No parameter related to the patient or to the pathology, its severity or location, were finally correlated with peripheral IV access difficulty. Technical parameters, operator, and caliber of the catheter were statistically predominant. The relationship between particular medical observations, a dirty patient, and failure in venous access attempt is difficult to analyze. We can speculate that these specific medical observations were reported in cases of failed attempt but were omitted successful attempts. Diabetes or recent hospitalizations were reported in eight patients as particular observation, including seven cases of failed attempts. The frequency of these two situations in our population was surely much greater. As this study tried to identify other potential situations associated with an increased risk of failed IV access attempts, they should be specifically tested in another prospective study.

Failed venous access leads to an increased number of attempts. This should increase the incidence of complications associated with peripheral venous access. Studies on central venous access have demonstrated the strong relationship between venous access difficulty and complications [12]. Mechanical complications such as pneumothorax and arterial hemorrhage are very unlikely after peripheral venous access. Infections remain the most feared complication. Although the relationship between central venous access difficulty and infectious complications has been demonstrated, a similar conclusion is very likely for peripheral IV access. Reduction in the number of infections has been demonstrated when a specialized team performs peripheral IV access [13]. The authors suggested that training was responsible for this result. We postulate that, although these complications are rare after peripheral IV access, the relationship persists.

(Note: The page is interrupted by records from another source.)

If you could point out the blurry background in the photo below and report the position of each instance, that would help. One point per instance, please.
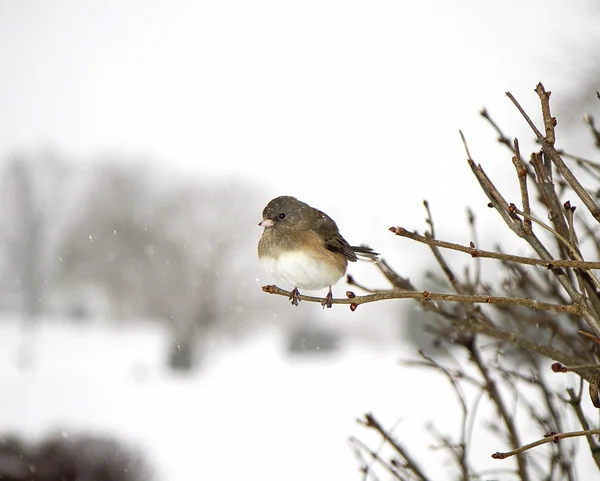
(139, 142)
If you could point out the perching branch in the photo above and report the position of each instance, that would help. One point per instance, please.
(354, 300)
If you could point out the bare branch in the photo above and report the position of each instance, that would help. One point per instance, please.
(549, 438)
(435, 296)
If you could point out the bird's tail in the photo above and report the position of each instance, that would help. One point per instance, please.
(365, 253)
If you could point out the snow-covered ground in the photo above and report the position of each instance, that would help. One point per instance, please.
(250, 412)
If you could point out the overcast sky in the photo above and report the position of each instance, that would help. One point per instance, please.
(353, 106)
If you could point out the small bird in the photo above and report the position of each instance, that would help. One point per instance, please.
(303, 248)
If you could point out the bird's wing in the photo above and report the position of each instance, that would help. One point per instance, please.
(327, 229)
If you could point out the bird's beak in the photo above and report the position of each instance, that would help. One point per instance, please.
(266, 223)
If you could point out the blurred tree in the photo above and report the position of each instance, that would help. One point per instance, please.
(162, 252)
(36, 193)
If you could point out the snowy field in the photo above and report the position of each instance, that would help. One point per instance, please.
(251, 409)
(250, 412)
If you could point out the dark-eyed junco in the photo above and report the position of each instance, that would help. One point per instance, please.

We also believe that a study performed with many more patients would allow the identification of other parameters associated with an increased risk of peripheral IV access failure. Interference between parameters probably limited such a demonstration in this study. Similarly, parameters associated with complications after central venous access are not clearly known despite a large number of studies performed. It cannot be excluded that parameters of each procedures were associated by chance only. For example, the choice of the operator in our observational study was intuitively probably not neutral. The qualification of the operator was one of the adjustable parameters in the field. The presence of several potential operators in our team allowed this choice. No relationship was found between the order of the attempts and the success. Studying specifically the first attempt, we did not find any changes in the results, but bias cannot be excluded. Finally, choice of procedure, including choice of the operator by the team, choice of the caliber of the catheter, and choice of puncture location were not evaluated. These were probably the result of subjective evaluation of the procedures' predictable difficulty. Assessment of such parameter is a future challenge. This would lead to consider specific procedures in such situations [1416].

Conclusion

Peripheral IV access was achieved in 99% of the patients in out-of-hospital settings. The presence of several potential operators including emergency physicians and nurse specialized in emergency care probably contributed to this result. In our experience, the success rate improved when attempts were performed by a nurse specialized in emergency care using a 16- or 18-G catheter in clean patients without a particular medical history. Parameters regarding patient characteristics, pathology, and severity were not significantly associated with IV access failure.